Ага, теперь уже и Паше не по себе. Пусть переваривает, это меня волнует меньше всего. Я наблюдаю за Наташей. За тем, как она меняется в лице, как круглыми глазами следит за экраном, как впитывает в себя каждую картинку. Я знаю: она больше не сомневается. О нет, она не просто видит фильм. Две реальности для нее сливаются воедино, два временных туннеля сходятся в одну точку. Девушка из моего прошлого как приложение закачивается в эту версию Наташи. И пусть она пока слишком шокирована, чтобы говорить. Я дам ей время принять другую реальность. Я получил главное: вернул свою Наташу.

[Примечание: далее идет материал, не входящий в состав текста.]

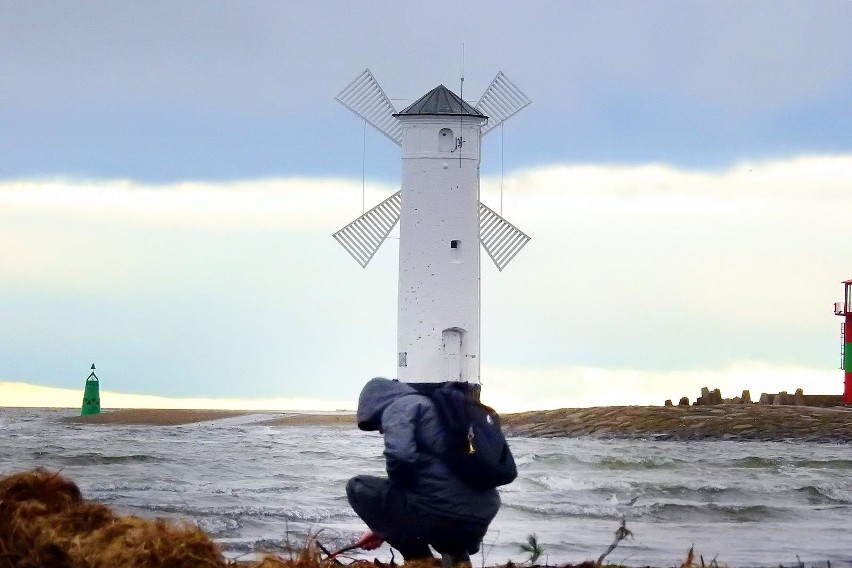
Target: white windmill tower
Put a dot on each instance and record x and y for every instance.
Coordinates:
(441, 221)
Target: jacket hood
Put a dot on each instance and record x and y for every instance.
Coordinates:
(375, 397)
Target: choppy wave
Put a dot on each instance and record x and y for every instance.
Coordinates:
(823, 464)
(257, 488)
(620, 463)
(101, 459)
(708, 513)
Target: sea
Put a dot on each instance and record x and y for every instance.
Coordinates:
(269, 489)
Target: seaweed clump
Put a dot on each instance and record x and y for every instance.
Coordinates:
(44, 521)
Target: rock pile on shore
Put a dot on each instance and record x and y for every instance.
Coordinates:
(720, 422)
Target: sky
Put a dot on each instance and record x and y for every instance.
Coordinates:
(171, 174)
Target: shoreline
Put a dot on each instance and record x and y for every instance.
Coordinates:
(719, 422)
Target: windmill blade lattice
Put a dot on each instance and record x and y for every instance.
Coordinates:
(501, 100)
(362, 237)
(500, 239)
(365, 97)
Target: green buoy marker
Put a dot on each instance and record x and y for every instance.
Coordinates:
(92, 395)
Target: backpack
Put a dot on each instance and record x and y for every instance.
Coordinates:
(477, 450)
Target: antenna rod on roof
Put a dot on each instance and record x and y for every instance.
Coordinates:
(461, 96)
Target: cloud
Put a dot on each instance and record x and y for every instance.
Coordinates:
(219, 289)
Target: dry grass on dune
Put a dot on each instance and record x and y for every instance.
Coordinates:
(46, 523)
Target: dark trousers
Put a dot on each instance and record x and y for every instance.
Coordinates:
(408, 528)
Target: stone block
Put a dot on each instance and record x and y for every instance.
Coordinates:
(716, 397)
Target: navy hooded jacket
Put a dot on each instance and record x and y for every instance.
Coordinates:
(413, 441)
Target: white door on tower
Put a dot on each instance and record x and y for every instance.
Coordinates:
(452, 339)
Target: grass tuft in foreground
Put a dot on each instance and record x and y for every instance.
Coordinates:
(46, 522)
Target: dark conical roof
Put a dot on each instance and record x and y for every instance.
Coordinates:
(440, 101)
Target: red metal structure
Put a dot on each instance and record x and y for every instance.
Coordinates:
(844, 309)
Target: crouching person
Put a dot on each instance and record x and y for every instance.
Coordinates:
(421, 502)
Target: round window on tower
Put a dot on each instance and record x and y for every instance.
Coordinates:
(446, 141)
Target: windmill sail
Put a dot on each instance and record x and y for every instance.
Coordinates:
(501, 100)
(500, 239)
(362, 237)
(365, 97)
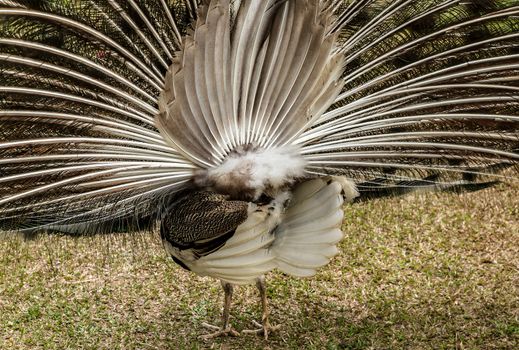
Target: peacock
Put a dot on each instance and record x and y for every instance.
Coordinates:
(239, 129)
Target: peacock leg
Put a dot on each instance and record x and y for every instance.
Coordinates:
(266, 327)
(226, 329)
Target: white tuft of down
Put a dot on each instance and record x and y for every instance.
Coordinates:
(258, 171)
(311, 227)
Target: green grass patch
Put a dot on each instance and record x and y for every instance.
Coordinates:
(425, 271)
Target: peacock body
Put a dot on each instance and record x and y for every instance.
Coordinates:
(241, 127)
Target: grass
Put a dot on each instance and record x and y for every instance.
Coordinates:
(425, 271)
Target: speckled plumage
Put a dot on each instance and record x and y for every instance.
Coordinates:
(240, 126)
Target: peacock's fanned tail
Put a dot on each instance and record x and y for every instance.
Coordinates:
(394, 94)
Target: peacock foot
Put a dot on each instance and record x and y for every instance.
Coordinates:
(219, 332)
(263, 329)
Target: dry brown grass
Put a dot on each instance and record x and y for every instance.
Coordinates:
(425, 271)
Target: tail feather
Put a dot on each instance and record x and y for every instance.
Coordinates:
(307, 237)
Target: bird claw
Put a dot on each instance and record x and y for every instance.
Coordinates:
(219, 332)
(264, 329)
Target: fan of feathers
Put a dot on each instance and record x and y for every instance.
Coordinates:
(237, 129)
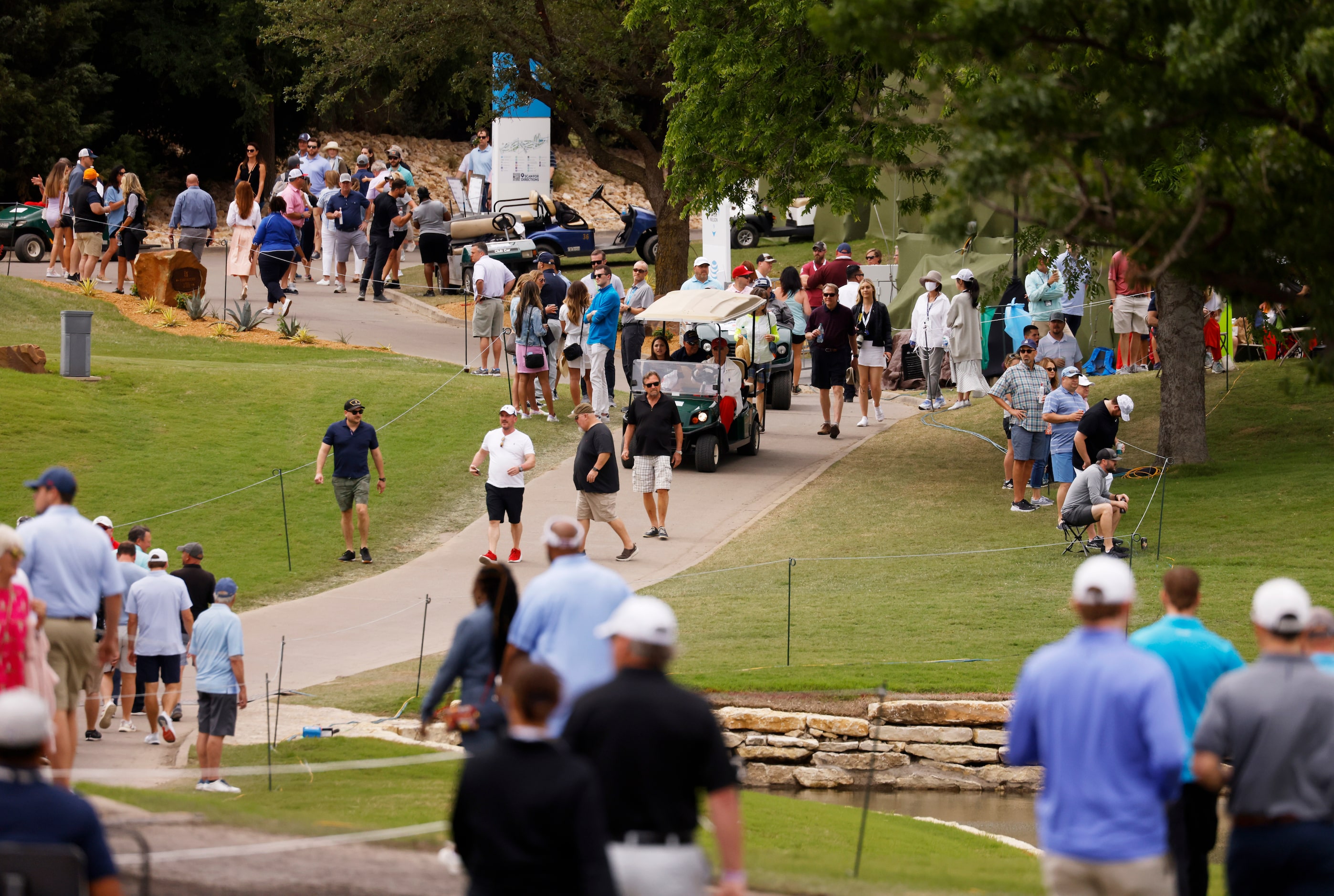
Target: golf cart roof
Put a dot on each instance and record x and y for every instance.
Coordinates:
(702, 306)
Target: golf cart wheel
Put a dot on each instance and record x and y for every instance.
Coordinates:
(751, 447)
(745, 238)
(30, 249)
(707, 452)
(781, 391)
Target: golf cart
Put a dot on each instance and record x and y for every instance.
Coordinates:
(698, 388)
(24, 232)
(561, 230)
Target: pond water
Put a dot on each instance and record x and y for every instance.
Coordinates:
(1010, 815)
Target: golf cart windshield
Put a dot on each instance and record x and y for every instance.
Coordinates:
(685, 378)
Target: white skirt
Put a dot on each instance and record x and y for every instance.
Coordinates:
(967, 376)
(870, 355)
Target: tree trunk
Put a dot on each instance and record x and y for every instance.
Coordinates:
(1181, 343)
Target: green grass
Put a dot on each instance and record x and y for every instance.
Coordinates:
(1257, 511)
(791, 846)
(177, 420)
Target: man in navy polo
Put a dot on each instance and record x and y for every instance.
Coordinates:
(351, 439)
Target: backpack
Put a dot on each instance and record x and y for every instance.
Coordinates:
(1101, 363)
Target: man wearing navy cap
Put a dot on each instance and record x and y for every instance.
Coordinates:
(70, 567)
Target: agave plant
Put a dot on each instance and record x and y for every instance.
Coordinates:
(244, 318)
(287, 327)
(195, 306)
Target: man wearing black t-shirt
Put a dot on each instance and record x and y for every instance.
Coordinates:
(1098, 428)
(385, 212)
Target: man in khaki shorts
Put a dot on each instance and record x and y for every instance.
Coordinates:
(597, 480)
(70, 566)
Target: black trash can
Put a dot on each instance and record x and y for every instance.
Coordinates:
(75, 343)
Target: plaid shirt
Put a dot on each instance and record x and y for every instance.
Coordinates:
(1028, 388)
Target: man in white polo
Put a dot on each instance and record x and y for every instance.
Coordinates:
(491, 283)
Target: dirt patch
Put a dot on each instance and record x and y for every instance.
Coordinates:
(133, 308)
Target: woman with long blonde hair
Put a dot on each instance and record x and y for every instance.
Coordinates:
(243, 218)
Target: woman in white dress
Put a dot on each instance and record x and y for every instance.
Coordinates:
(573, 311)
(965, 323)
(243, 218)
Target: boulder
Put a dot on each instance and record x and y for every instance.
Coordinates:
(860, 761)
(762, 775)
(944, 712)
(162, 275)
(840, 726)
(954, 752)
(823, 778)
(766, 720)
(789, 754)
(26, 359)
(924, 734)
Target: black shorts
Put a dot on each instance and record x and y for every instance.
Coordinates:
(128, 244)
(217, 714)
(504, 502)
(829, 370)
(435, 249)
(151, 667)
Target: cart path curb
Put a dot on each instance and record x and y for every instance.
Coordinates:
(816, 474)
(420, 307)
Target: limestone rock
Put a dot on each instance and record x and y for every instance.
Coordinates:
(838, 746)
(924, 734)
(790, 754)
(823, 778)
(840, 726)
(944, 712)
(762, 775)
(954, 752)
(162, 275)
(1026, 776)
(766, 720)
(860, 761)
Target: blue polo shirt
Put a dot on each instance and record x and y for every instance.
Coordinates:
(38, 813)
(350, 448)
(1197, 658)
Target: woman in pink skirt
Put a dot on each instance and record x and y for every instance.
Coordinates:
(243, 218)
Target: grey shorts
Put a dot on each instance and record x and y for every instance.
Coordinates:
(351, 491)
(345, 243)
(217, 714)
(487, 316)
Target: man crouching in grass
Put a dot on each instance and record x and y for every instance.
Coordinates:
(217, 651)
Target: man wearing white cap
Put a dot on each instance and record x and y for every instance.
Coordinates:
(36, 813)
(654, 744)
(1101, 718)
(554, 625)
(1274, 719)
(158, 606)
(704, 278)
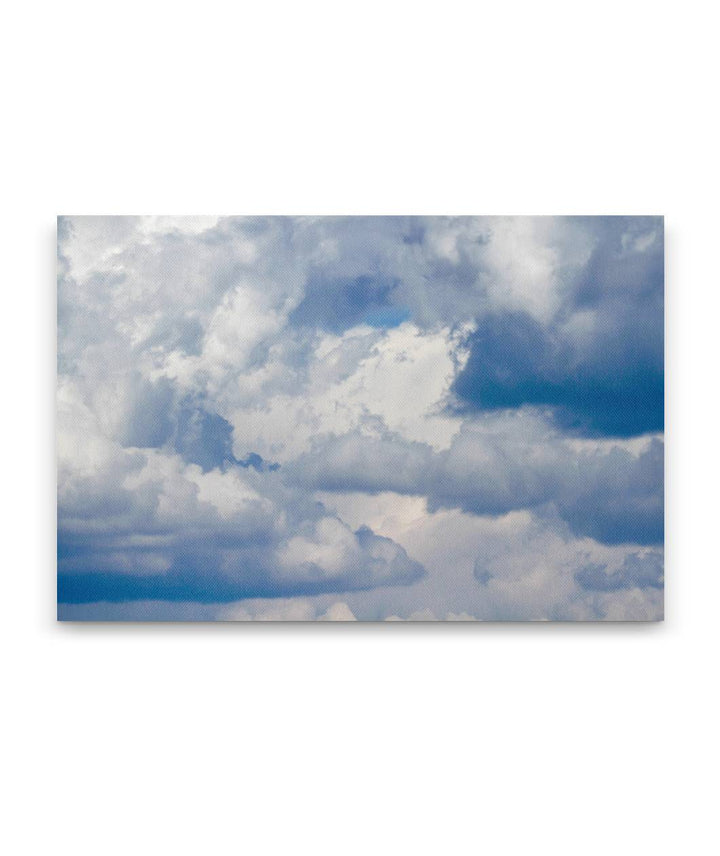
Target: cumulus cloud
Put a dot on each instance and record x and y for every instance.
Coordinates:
(611, 493)
(223, 381)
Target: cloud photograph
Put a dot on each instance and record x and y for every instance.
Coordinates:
(360, 418)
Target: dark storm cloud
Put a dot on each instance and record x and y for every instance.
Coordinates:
(217, 569)
(607, 381)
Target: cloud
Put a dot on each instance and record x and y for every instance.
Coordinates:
(637, 571)
(612, 494)
(224, 382)
(599, 362)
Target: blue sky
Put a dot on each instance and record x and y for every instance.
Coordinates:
(360, 417)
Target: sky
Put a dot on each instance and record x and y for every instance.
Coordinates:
(360, 418)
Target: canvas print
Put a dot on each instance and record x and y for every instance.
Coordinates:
(360, 418)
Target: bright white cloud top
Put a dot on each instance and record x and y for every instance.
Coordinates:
(345, 418)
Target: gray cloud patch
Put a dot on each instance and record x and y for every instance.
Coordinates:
(637, 571)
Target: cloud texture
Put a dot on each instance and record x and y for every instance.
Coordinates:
(292, 409)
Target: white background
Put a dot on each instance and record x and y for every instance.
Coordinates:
(359, 739)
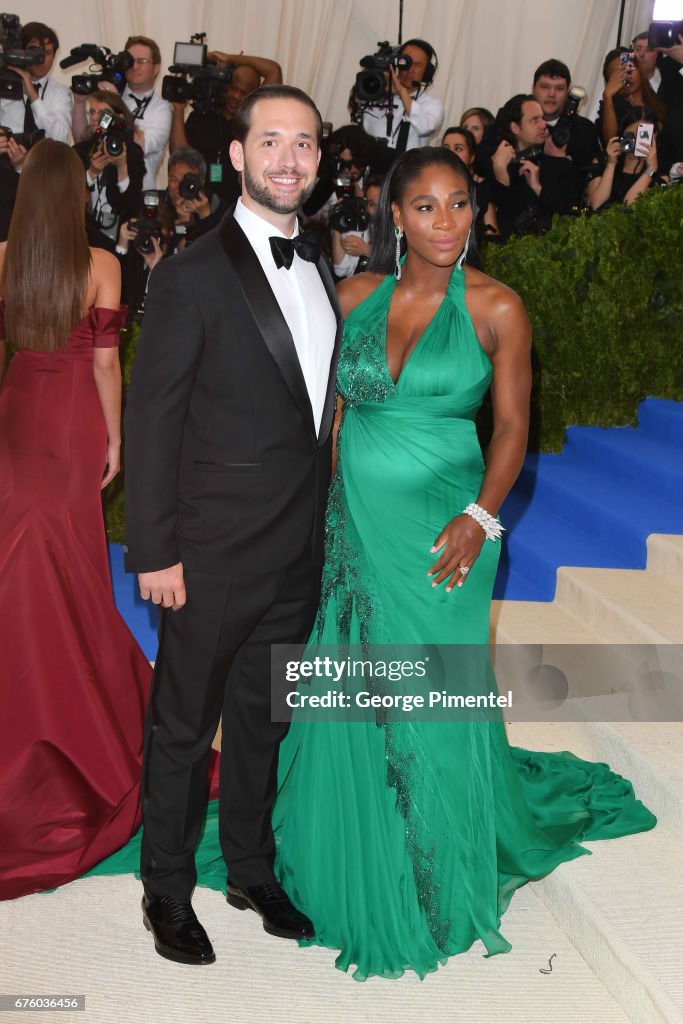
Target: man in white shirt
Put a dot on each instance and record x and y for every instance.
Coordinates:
(153, 115)
(416, 115)
(228, 427)
(46, 103)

Пожалуй, я должен благодарить сына Мицкевич. Мне самому полезно нырнуть в собственную память. Оживить ключевые моменты. Наша ссора с Наташей, наше утро, когда она выбирала татушку. Я совершил ошибку. Зачем убеждал ее поверить в Криса? Зачем толкал на разочарование? Рисковал как дурак. Если бы он принял ее? Если бы теперь она была с ним? Нет, она нужна мне самому.
Упустил столько времени! Идиот! На что я потратил себя? Сколько лишнего было в моей жизни, пока я упорно игнорировал самое ценное. Наташа. Моя Наташа. Самый настоящий, цельный человек, которого я видел. Забавно же. У нее нет части тела, зато с душой все в порядке. Не притворяется, не лжет. Верит. Она – сама жизнь. Плевать, что она сейчас думает. Больше я ждать не буду.
Подхожу к ней – и целую. Так, чтобы сразу поняла, что она моя. Наташа не сопротивляется больше. Медлит, замирает с открытыми глазами, но не отталкивает. На моих губах солоноватый привкус ее слез. Отвечает! Она отвечает мне!
Я готов подхватить ее на руки, кружить, если бы не Паша. Ладно, подождем. Пусть досматривает свою аварию. Парня тоже можно понять: не каждый может увидеть, каким был бы мир без него. Интересно, каково ему знать, что его жизнь – плата за изобретение записи снов, за общество сомнаров? Слушает, окаменев, истории Ларисы Тимофеевны и остальных. Сколько катастроф не удалось предотвратить из-за одного спасенного мальчика?
– Мы все? – Я оглядываюсь на Пашу, продолжая обнимать свою девушку.